By: Shane McAuliffe Email
By: Shane McAuliffe Email

The Texas A&M University Bonfire was centered around the Aggie spirit and the school's annual rivalry with the University of Texas on the football field. One week before it was set to burn, the unthinkable happened.

Texas A&M Head Coach R.C. Slocum first got the news in the early morning hours.

"You knew at that time that it was something that was really bad and probably going to get worse," said Slocum.

Stuck in a moment of time, the entire Texas A&M football team looked to help those who looked to them for so long.

"What can we do? You kind of felt helpless. We said shoot, lets go over there and see if we can help so we didn't wait to ask, we just loaded up the trucks," said former Texas A&M wide receiver Matt Bumgardner.

"A group of us seniors said hey lets go out there and help them. So we got together as a group and decided that if we're going to go then we're all going," said former quarterback Randy McCown.

"That's when the players came over to the Bonfire site to help with the continuing removal of the logs," Bumgardner said.

McCown and Bumgardner had never seen the sheer size of the Bonfire construction.

"You know we never got to go to Bonfire. We would go the night before and all we saw was a bunch of people and the thing go up in flames. We never got to be up close and personal to it. So just to see how what it was and it was amazing to see how many logs went into this thing," said McCown.

"I remember sitting there thinking, Wow, 24 hours ago students were out here having fun, celebrating the great tradition we had in Bonfire," said Bumgardner.

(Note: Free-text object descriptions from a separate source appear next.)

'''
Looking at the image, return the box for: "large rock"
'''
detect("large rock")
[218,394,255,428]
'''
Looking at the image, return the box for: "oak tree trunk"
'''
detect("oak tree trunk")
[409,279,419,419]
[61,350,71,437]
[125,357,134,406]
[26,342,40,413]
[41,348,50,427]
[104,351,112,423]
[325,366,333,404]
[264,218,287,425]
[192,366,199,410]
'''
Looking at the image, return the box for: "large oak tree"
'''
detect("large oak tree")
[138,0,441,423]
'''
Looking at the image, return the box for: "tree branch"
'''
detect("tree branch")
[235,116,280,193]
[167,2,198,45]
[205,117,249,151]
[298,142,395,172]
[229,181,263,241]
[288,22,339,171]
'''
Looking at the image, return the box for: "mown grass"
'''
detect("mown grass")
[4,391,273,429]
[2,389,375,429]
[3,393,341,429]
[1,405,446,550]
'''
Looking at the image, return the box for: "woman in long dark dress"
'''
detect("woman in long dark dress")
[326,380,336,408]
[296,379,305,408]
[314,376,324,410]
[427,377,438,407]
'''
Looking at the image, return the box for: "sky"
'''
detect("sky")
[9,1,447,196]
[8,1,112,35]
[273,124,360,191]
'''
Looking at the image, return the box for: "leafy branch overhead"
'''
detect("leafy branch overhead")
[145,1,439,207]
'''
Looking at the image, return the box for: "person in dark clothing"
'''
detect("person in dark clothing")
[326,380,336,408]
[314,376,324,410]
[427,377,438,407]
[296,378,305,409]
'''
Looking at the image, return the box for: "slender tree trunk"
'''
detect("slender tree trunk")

When the team arrived to the site, rescue efforts were still in the process.

"At first, they were hesitant to let us through. The way they were bringing the pile down or disassembling it, they were doing it by hand. We were some of the biggest guys on campus so we told them that we're going to help, so you might as well let us through," said McCown.

"To come over and see in the truest sense the spirit of the bonfire of Aggies working together. To see our football players, corps guys, non regs, just everybody in there together with a common goal of removing those logs, which is a tremendous task," said Slocum.

"You know this thing was built to represent our burning desire to beat Texas and these guys did it for us so the least we can do is go out there and help them," said McCown.

The collapse made everyone forget about football. It was about supporting one another in a tragedy that affected some of the toughest guys on campus.

"I didn't know any of the people that passed away but you feel a closeness with them. That's what is weird about the Aggie spirit. You really felt like you knew them in a way, we were all kind of in mourning," said Bumgardner.

"Everybody was working together and that was one of the things I'll never forget. The unity that you felt just personified what A&M is about," said McCown.